Selon Google, qui revendique 70 milliards de requêtes par jour, les serveurs de son service Google Public DNS seraient désormais les serveurs DNS publics les plus sollicités au monde.

Un peu plus de deux ans après son ouverture, le service Google Public DNS de la firme de Moutain View est désormais le premier fournisseur au monde de résolutions de noms de domaine. Selon un communiqué publié sur son blog, Google reçoit sur ses serveurs DNS publics plus de 70 milliards de requêtes chaque jour, qui renvoient au navigateur l’adresse IP de l’URL demandée par l’internaute.

Traditionnellement offerts par les opérateurs à leurs abonnés, qui n’ont le plus souvent pas conscience de les utiliser, les serveurs DNS sont de plus en plus placés au centre des tentatives de censure du web. Il suffit en effet de renvoyer une fausse adresse IP ou de refuser de répondre à une requête pour qu’un site web devienne inaccessible pour la plupart des utilisateurs. C’est le cas y compris en France, où le gouvernement a publié cet hiver un décret qui oblige les FAI à faire mentir leurs DNS lorsqu’ils reçoivent l’ordre de bloquer un site jugé illégal.

La solution pour les internautes victimes de la censure est alors de recourir à des serveurs DNS tiers, comme ceux offerts par Google (8.8.8.8 et 8.8.4.4, ou 2001:4860:4860 ::8888 et 2001:4860:4860 ::8844 en IPv6).

Mais Google y voit d’autres intérêts que la lutte contre la censure. Pour lui, ses serveurs DNS permettent surtout de « rendre le web plus rapide pour nos utilisateurs« , grâce à un temps de réponse plus court que la moyenne, obtenu grâce aux infrastructures décentralisées de Google. Il y a également des avantages moins avouables, comme la possibilité pour Google d’avoir une idée précise des sites les plus populaires, en observant les requêtes les plus fréquentes. En revanche, la firme affirme qu’elle ne stocke pas l’adresse IP des utilisateurs ni aucune information personnelle qui lui permettrait de connaître les sites visités par un utilisateur de Google Public DNS, et indique qu’elle ne croise pas les informations avec ses bases de données d’autres services.

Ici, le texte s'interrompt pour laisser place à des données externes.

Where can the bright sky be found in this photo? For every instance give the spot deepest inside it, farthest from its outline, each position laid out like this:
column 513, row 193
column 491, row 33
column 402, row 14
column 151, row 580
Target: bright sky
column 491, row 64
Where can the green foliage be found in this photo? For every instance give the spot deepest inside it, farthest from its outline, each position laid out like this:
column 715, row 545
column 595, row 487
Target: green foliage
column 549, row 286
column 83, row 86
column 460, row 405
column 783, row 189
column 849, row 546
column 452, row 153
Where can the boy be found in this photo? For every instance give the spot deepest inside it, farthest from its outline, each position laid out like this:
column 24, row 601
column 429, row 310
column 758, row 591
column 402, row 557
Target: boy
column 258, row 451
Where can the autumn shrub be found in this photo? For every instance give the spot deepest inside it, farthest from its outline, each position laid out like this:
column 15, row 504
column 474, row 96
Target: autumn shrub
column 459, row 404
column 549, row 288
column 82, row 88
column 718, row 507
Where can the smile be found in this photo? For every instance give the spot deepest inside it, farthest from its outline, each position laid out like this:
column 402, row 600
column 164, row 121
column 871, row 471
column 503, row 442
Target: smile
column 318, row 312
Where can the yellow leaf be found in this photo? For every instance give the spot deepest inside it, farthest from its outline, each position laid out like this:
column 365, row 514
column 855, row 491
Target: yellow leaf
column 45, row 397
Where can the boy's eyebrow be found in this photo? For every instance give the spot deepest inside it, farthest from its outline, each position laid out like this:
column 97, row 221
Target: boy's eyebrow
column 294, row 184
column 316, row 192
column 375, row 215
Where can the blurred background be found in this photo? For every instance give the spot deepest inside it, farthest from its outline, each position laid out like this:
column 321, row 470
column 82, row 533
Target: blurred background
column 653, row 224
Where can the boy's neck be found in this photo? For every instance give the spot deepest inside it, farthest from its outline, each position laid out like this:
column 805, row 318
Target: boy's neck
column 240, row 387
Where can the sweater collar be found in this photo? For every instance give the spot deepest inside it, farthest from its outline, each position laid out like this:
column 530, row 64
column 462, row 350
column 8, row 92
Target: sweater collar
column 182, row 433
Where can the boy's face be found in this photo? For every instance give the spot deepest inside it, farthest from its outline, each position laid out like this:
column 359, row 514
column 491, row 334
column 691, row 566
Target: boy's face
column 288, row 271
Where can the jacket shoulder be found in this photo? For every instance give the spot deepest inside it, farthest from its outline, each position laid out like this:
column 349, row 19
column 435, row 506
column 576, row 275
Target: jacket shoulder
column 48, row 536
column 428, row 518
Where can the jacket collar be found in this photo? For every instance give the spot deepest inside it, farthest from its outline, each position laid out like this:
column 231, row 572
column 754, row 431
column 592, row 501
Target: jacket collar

Par ailleurs, les serveurs DNS de Google permettent de lutter contre le déploiement de DNS menteurs mis en place à des fins commerciale, comme l’avait fait SFR avec son DNS menteur à l’été 2009. Lorsque l’abonné tentait d’accéder à un site qui n’existait pas, les serveurs du FAI le renvoyaient vers un moteur de recherche AOL avec des liens sponsorisés. « Google Public DNS ne bloque, filtre ou ne redirige jamais les utilisateurs« , indique la firme, qui dit respecter les standars rappelés par l’ICANN, « contrairement à d’autres résolveurs publics ou FAIs« . Une pierre dans le jardin d’OpenDNS, qui est lui-même un DNS menteur.